A iniciativa é uma realização da Fazu (Faculdades Associadas de Uberaba), em parceria com as empresas JuliAgro, ColeAgro e a startup FitoWise. O lançamento reuniu cerca de 60 participantes, entre pesquisadores, estudantes, docentes, representantes de empresas e instituições públicas, além de produtores rurais.
O diretor-executivo da Fazu, José Olavo Borges Mendes Júnior, deu as boas-vindas aos participantes. Na sequência, o professor da instituição, Diego Fraga, abriu a programação técnica, traçando um panorama da cigarrinha-do-milho no país. Em seguida, foi realizada a palestra “O uso de armadilhas como ferramenta no manejo de pragas”, ministrada por Alexandre Andrade, diretor comercial da ColeAgro. Posteriormente, João Rafael Soares, fundador da FitoWise, apresentou a palestra “Ferramentas digitais e IA a serviço do Manejo Integrado de Pragas”. Na sequência, ocorreu o lançamento da Rede Sentinela, com a pesquisadora Gabriela Vieira, da JuliAgro, que apresentou o primeiro boletim da Rede, com os resultados já obtidos.
O evento prosseguiu com uma mesa-redonda reunindo Diego Fraga, Alexandre Andrade, João Rafael Soares, Gabriela Vieira e João Carlos Mendonça, monitor de qualidade da Algar Farming, sob mediação do professor da Fazu, Luan Odorizzi.
O monitoramento da cigarrinha teve início em agosto de 2025, com a instalação de pontos de coleta distribuídos nos municípios de Uberaba (MG), Uberlândia (MG), Conquista (MG) e Barretos (SP).

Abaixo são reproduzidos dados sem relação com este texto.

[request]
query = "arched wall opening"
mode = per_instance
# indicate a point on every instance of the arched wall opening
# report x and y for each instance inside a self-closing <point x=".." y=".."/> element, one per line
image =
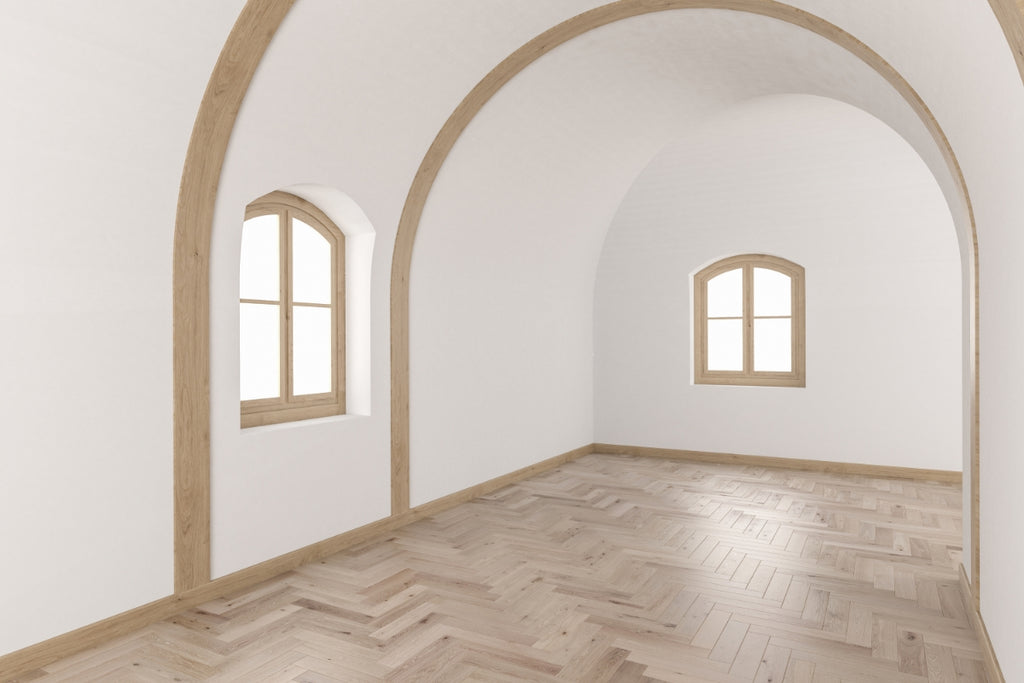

Cada ponto consiste em uma armadilha da ColeAgro fixada próxima à lavoura de milho para captura dos insetos, avaliadas e analisadas a cada 15 dias. Atualmente, a comunidade já pode acessar os dados referentes aos cinco primeiros meses de monitoramento. O boletim está disponível na íntegra no site da Fazu https://fazu.br/rede-sentinela/ e também pode ser analisado de forma interativa pelo endereço https://sentinela-app.streamlit.app/#monitoramento-do-complexo-de-cigarrinhas-do-milho.
Um dos pontos indicados pelo monitoramento foi a predominância de Dalbulus maidis (cigarrinha-do-milho) em relação a Leptodelphax maculigera (cigarrinha-africana) nos municípios avaliados. As maiores ocorrências foram registradas em áreas com cultivo recente de milho, reforçando a importância do acompanhamento contínuo para subsidiar decisões de manejo. A partir do lançamento, o boletim será divulgado mensalmente.
A iniciativa conta ainda com o apoio do Instituto Federal do Triângulo Mineiro (IFTM), da Empresa de Pesquisa Agropecuária de Minas Gerais (Epamig), da Algar Farming e da ABCZ. O evento de lançamento teve patrocínio da Access Biotech, AgriBela, Grupo Innovar, JuliAgro e RenovAgro.